I would probably note that this only applies in the case of flow-based keys.

> diff --git a/datapath/actions.c b/datapath/actions.c
> index ec9b595..31f6bd6 100644
> --- a/datapath/actions.c
> +++ b/datapath/actions.c
> @@ -377,6 +381,16 @@ static int do_execute_actions(struct datapath *dp, 
> struct sk_buff *skb,
>         int prev_port = -1;
>         const struct nlattr *a;
>         int rem;
> +       struct ovs_key_ipv4_tunnel tun_key;
> +
> +       /*
> +        * If tun_key is NULL for this skb, point it at one on the stack for
> +        * action processing and output.
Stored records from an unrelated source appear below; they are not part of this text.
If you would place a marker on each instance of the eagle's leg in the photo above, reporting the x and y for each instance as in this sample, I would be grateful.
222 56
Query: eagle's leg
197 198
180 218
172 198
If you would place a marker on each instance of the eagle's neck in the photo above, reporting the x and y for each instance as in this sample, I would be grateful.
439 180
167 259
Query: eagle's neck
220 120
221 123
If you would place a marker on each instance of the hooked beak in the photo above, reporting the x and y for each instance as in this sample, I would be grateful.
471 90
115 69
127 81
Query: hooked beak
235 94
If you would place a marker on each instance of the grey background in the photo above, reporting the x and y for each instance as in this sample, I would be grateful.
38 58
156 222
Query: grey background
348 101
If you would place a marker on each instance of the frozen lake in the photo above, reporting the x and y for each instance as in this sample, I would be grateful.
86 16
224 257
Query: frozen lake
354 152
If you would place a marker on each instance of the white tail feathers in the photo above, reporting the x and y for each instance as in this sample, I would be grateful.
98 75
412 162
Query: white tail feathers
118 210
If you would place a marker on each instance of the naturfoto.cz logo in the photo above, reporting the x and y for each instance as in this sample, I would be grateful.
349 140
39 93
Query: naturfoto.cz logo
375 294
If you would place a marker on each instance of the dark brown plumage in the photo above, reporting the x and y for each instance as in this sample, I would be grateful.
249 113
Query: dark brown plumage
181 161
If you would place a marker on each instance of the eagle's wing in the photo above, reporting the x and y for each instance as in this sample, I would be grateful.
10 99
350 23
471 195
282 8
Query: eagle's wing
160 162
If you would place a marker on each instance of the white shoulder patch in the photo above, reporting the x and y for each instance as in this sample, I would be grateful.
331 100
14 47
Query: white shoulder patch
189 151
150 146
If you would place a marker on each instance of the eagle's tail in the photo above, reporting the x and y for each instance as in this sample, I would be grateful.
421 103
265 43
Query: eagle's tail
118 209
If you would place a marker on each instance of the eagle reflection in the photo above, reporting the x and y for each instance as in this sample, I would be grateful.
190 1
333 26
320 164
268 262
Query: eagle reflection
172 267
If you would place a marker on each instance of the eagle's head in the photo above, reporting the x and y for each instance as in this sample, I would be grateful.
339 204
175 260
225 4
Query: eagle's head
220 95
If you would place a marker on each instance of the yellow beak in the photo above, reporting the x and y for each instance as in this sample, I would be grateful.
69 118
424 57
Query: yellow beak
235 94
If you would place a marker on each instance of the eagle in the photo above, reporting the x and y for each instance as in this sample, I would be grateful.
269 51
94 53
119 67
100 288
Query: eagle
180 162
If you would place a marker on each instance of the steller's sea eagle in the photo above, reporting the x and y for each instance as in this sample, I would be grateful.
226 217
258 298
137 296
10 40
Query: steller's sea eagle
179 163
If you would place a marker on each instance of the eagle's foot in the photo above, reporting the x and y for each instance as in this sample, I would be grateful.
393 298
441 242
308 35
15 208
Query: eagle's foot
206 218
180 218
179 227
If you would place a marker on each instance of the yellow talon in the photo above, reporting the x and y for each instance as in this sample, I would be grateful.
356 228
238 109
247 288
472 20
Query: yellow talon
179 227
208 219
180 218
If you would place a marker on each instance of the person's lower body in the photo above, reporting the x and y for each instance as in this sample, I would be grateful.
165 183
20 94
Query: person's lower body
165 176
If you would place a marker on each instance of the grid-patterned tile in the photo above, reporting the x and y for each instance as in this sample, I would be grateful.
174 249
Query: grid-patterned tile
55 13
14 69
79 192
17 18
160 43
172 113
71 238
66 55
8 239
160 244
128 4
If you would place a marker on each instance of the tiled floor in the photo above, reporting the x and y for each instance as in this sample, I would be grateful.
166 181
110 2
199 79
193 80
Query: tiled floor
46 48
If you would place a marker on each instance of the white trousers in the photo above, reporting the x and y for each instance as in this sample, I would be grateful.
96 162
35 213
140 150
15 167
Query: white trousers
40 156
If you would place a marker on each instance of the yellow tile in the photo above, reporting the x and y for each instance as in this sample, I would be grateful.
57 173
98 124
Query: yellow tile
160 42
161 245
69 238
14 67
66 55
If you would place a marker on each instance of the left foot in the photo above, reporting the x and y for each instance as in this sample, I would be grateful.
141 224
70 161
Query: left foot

This can disappear once we drop 
> support
> +        * for setting tun_id outside of tun_key.
> +        */
> +        memset(&tun_key, 0, sizeof(struct ovs_key_ipv4_tunnel));
> +        if (OVS_CB(skb)->tun_key == NULL)
> +               OVS_CB(skb)->tun_key = &tun_key;

I think ideally we want to push this down as far as possible.  struct
ovs_key_ipv4_tunnel needs to be on the stack in do_execute_actions()
so that it is in scope when we output but it's best to do the
memsetting and assignment only when (and if) we actually set the
tun_id.  We can just pass a pointer into execute_set_action().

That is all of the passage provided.